ATAF’s proposed DST legislation
ATAF’s proposed DST is not in the form of an income tax but a final withholding tax on gross turnover. The following digital services are proposed to be included under the DST legislation:
- online advertising services,
- data services,
- services delivered through an online marketplace or intermediation platform, and
- digital content services, online gaming services and cloud computer services.
This list is more or less similar to that proposed by the OECD/G20 Inclusive Framework in the Pillar I blueprint.
Further, the DST is proposed to be:
- levied at a fixed rate (ranging between 1% and 3%, or at such other rate set by each country), calculated by reference to the consideration paid for those services (i.e. gross turnover attributable to the in-scope business activities); and
- charged in addition to any income tax, and not creditable or eligible for any other type of relief against income tax.
Consequently, the proposed DST is not a tax covered by double tax treaties (“DTTs”) and therefore, countries can introduce the DST unilaterally, without the need to renegotiate their DTTs.
The member states of the East African Community have agreed recently to jointly develop strategies for taxing digital services revenue. Kenya, Nigeria, Tunisia and Zimbabwe are on the verge of implementing the DST, whereas some other African countries have already implemented the DST through value added tax (“VAT”) system.
UN Model Tax Convention’s “automated digital services tax”
In August 2020, the UN proposed to include a new Article on “Income from Automated Digital Services” in the UN Model Tax Convention. The proposed Article 12B allows a contracting state to tax income from certain digital services paid to a resident of the other contracting state on a gross basis at the rate negotiated bilaterally, but recommends a “modest” rate of 3% or 4% in order to prevent excessive or double taxation.
This “automated digital services tax” would be levied by the source state by way of withholding tax on the gross revenue at a percentage to be established during bilateral DTT negotiations.
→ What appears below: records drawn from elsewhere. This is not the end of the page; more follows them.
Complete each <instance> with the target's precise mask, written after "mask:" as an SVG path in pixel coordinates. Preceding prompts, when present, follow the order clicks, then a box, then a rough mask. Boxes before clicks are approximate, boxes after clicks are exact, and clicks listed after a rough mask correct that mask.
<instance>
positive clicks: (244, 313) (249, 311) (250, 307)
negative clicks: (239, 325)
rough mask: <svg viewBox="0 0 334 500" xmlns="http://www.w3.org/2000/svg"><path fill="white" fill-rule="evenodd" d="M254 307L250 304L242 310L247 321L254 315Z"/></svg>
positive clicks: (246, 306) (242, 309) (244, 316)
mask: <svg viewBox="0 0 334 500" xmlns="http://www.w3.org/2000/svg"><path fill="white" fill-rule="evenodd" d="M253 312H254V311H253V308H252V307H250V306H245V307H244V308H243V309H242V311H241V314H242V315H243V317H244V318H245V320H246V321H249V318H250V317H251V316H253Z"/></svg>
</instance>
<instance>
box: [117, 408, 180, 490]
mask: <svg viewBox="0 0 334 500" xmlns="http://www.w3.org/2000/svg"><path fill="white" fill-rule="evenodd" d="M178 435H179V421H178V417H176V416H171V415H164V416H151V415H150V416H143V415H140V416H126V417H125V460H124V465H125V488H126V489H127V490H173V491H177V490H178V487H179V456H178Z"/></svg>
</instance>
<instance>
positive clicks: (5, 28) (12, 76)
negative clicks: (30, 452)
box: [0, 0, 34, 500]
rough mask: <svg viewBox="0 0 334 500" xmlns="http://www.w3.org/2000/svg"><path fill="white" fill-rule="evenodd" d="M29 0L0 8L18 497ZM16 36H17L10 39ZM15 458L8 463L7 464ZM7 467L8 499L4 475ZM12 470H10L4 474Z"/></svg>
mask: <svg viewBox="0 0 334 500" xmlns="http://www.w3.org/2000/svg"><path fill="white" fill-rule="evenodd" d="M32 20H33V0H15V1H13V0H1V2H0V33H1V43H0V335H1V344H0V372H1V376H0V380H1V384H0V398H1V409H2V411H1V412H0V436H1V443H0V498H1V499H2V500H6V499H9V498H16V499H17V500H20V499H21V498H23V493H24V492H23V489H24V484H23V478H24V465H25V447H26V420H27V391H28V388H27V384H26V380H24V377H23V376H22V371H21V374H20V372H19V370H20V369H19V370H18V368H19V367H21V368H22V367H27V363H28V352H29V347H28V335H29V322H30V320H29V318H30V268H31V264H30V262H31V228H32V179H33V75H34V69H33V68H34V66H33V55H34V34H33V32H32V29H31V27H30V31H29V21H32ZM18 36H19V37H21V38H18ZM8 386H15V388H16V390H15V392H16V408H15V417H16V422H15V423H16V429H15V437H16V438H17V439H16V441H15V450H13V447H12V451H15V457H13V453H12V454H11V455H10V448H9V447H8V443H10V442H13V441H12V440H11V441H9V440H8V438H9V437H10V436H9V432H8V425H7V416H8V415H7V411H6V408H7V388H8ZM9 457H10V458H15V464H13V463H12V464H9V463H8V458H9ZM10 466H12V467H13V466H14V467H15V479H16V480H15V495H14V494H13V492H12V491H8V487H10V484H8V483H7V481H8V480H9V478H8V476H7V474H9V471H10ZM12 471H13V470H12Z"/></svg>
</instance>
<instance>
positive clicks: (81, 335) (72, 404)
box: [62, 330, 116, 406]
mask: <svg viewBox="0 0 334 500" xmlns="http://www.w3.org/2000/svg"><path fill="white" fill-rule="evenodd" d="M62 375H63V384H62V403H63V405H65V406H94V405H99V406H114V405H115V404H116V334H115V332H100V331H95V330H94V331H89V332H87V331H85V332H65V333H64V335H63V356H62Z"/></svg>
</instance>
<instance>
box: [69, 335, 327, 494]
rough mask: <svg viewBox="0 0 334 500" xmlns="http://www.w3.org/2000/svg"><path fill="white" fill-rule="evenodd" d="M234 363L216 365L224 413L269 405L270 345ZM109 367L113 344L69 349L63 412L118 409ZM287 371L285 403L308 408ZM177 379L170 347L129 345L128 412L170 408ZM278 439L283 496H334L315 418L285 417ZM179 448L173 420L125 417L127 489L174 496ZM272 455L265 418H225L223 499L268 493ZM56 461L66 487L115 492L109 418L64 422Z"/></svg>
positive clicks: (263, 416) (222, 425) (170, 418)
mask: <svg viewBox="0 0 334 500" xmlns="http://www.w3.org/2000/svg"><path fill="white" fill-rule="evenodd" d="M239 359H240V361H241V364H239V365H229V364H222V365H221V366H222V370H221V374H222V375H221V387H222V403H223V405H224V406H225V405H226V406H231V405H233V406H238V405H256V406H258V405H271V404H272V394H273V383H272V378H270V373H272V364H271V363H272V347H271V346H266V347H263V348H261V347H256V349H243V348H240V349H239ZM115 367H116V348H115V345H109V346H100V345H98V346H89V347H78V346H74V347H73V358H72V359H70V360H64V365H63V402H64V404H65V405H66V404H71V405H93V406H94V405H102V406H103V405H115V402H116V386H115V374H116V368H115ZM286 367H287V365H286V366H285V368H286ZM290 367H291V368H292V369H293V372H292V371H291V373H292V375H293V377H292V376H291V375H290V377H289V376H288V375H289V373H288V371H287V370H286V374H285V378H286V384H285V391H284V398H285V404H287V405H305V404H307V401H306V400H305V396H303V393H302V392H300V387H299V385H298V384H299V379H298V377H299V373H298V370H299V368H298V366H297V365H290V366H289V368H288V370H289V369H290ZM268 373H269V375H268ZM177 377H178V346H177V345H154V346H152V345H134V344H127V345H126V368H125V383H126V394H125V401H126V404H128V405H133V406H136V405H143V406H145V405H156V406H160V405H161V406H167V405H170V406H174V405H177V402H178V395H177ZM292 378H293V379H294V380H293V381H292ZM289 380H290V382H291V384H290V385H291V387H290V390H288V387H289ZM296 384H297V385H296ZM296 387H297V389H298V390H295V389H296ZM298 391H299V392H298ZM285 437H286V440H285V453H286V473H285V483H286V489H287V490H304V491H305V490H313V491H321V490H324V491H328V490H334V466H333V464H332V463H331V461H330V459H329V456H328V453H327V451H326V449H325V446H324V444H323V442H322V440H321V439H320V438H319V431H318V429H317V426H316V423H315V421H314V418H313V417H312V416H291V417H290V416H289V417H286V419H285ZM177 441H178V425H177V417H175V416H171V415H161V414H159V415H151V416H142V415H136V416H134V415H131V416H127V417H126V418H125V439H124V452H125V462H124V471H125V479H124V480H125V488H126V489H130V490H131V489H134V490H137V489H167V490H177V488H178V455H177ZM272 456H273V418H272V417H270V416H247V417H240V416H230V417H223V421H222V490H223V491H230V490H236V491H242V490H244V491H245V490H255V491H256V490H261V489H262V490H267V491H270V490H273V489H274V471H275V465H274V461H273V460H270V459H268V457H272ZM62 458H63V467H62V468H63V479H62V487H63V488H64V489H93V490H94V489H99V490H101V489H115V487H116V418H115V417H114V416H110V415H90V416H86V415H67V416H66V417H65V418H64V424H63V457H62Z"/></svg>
The tax would be levied on income from automated digital services, which would include any payments in consideration for any services provided on the internet or an electronic network requiring minimal human involvement from the service provider.
One of the criticisms levied against this proposed tax is that it only follows the location of the actual payment and does not regard where value is created.
ATAF’s DST versus UN’s Article 12B from Tax Base, Transfer Pricing and Tax Treaties Perspectives
- Tax base: For both, the ATAF’s DST and the UN’s Article 12B, the tax base is gross turnover. However, Article 12B of the UN Model Tax Convention provides an option that a taxpayer can elect to pay tax at the country’s domestic rate on its qualified profits (or deemed profits), based on a formulaic approach. No such option has been provided under ATAF’ DST.
- Transfer Pricing: ATAF’s proposed DST does not require countries to apply the arm’s length principle in order to compute the DST. However, under the proposed Article 12B of the UN Model Tax Convention, the arm’s length principle would apply in the case of deemed profits based on a formulaic approach.
- Tax Treaties: The inclusion of income from automated digital services under Article 12B would ensure that these specific services are no longer covered by Article 7 (i.e.” business profit”)’. ATAF’s DST is a unilateral measure imposing a tax charge that is not covered by the DTTs, and hence, there would be a risk of heavy taxation (i.e. DST + income tax).
Comparison to OECD reports on addressing the tax challenges raised by digitalisation
ATAF’s proposed DST and the proposed Article 12B of the UN Model Tax Convention are substantially based on the OECD’s work on addressing the tax challenges raised by digitalisation. However, unlike the OECD approach, which also covers ‘consumer facing businesses’, ATAF’s DST and Article 12B are concerned only with the automated digital services and do not cover consumer facing businesses (i.e. businesses that sell goods and services that are primarily intended for consumers). Further, OECD Pillar I suggests a threshold of EUR 750 million in consolidated revenues for applying a digital services tax, whereas ATAF’s DST and Article 12B do not provide any threshold.
Implications for European MNE’s doing busines in Africa
- MNEs may encounter cash leakage (WHT/indirect tax) and partial double taxation (outside the scope of DTTs with no corresponding credit/exemption available).
- Reasonably speaking, tax disputes are inevitable but most African countries do not have the capacity to undertake arbitration procedures (even though there has been an improvement in international dispute resolution based on BEPS/MLI).
- MNEs need to consider the interplay between the proposed DST and their transfer pricing policies. For instance, the interplay with standardized transfer pricing (blending approach) – substantiated with documents.
- MNEs’ may wish to gross up such taxes with the total service payments, which will then be borne by the African companies responsible for withholding the proposed DST.